What are the issues besetting medical scientists in New Zealand: practical change steps for management, scientists and government : a dissertation submitted in partial fulfillment of the requirements for the degree of Master of Professional Studies at Lincoln University
This qualitative study will analyse the views of two types of medical scientist working in one region of New Zealand. The first group, medical scientific officers (MSO) who are employed by hospital and university laboratories, do research on diseases to develop vaccines and medications. The second group, medical laboratory scientists (MLS), provides the test results essential for use by clinical medical staff in the detection, monitoring or prevention of disease. (There is some crossover of duties). The 35 scientists interviewed were told the emphasis was on issues which help or hinder their work and in particular matters of ‘bureaucracy or paper work’. The aim was to find what scientists, management and government need to do to provide an effective environment toward meeting the New Zealand government’s goal for growth in science and biotechnology as an export earner.
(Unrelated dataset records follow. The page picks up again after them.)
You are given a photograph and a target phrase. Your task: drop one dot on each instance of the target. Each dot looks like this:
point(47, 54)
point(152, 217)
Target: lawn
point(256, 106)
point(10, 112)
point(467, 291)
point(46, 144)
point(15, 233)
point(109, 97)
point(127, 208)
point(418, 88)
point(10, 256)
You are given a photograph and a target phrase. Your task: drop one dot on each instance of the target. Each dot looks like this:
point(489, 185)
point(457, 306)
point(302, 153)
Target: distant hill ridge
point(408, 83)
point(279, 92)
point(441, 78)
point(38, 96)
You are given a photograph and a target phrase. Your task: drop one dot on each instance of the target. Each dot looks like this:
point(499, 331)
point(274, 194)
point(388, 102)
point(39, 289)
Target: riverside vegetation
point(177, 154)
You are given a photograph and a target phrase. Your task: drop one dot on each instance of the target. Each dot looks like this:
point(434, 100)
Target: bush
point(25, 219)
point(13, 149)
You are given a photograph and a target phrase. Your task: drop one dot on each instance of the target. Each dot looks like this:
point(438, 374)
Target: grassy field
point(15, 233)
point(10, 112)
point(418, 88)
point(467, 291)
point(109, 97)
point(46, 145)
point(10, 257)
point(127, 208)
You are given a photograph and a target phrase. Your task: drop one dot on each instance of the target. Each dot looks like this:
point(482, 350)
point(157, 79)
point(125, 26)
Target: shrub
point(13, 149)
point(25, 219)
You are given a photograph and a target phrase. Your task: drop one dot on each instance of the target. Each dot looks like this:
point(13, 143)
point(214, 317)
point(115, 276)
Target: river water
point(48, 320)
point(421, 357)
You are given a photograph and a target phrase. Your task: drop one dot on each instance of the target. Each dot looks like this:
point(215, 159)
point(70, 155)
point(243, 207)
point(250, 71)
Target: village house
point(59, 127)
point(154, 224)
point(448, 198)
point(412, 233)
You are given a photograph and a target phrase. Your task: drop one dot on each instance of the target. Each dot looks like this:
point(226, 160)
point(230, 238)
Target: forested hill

Overwhelmingly, the claim was made that scientists were beset with too much unnecessary management and government bureaucracy. Medical scientific officers (MSOs) believe hospital managers are cutting back on scientific officers and replacing them with lesser qualified medical laboratory scientists (MLSs) to the serious long term detriment of the nation. They regard science as a poor option for young people to enter, much better tenure is needed, as is more freedom to carry out productive research without people outside of their specialty telling them what they can or cannot do. A key finding is the strong need for more clinical direction. Ideas with potential are not acted on quickly enough because ideas are tied up inappropriately in intellectual property secrecy. Innovative MSOs and MLSs as well as medical doctors need more support from management and peers to develop new ideas. Of great concern was the finding from nearly all MSOs and some MLSs, that there was deep mistrust of management. They wanted a more congenial management and thought there needed to be more management co-operation between universities and hospitals. E.g. have common administration and services. The good news is that there are some groups working well and these provide a successful model for others. Finally, as permission for this study was willingly given by laboratory and university management, this indicates a willingness from management to help scientists. However, as the theory will show, until the lack of trust is overcome, some management improvement programmes may fail.... [Show full abstract]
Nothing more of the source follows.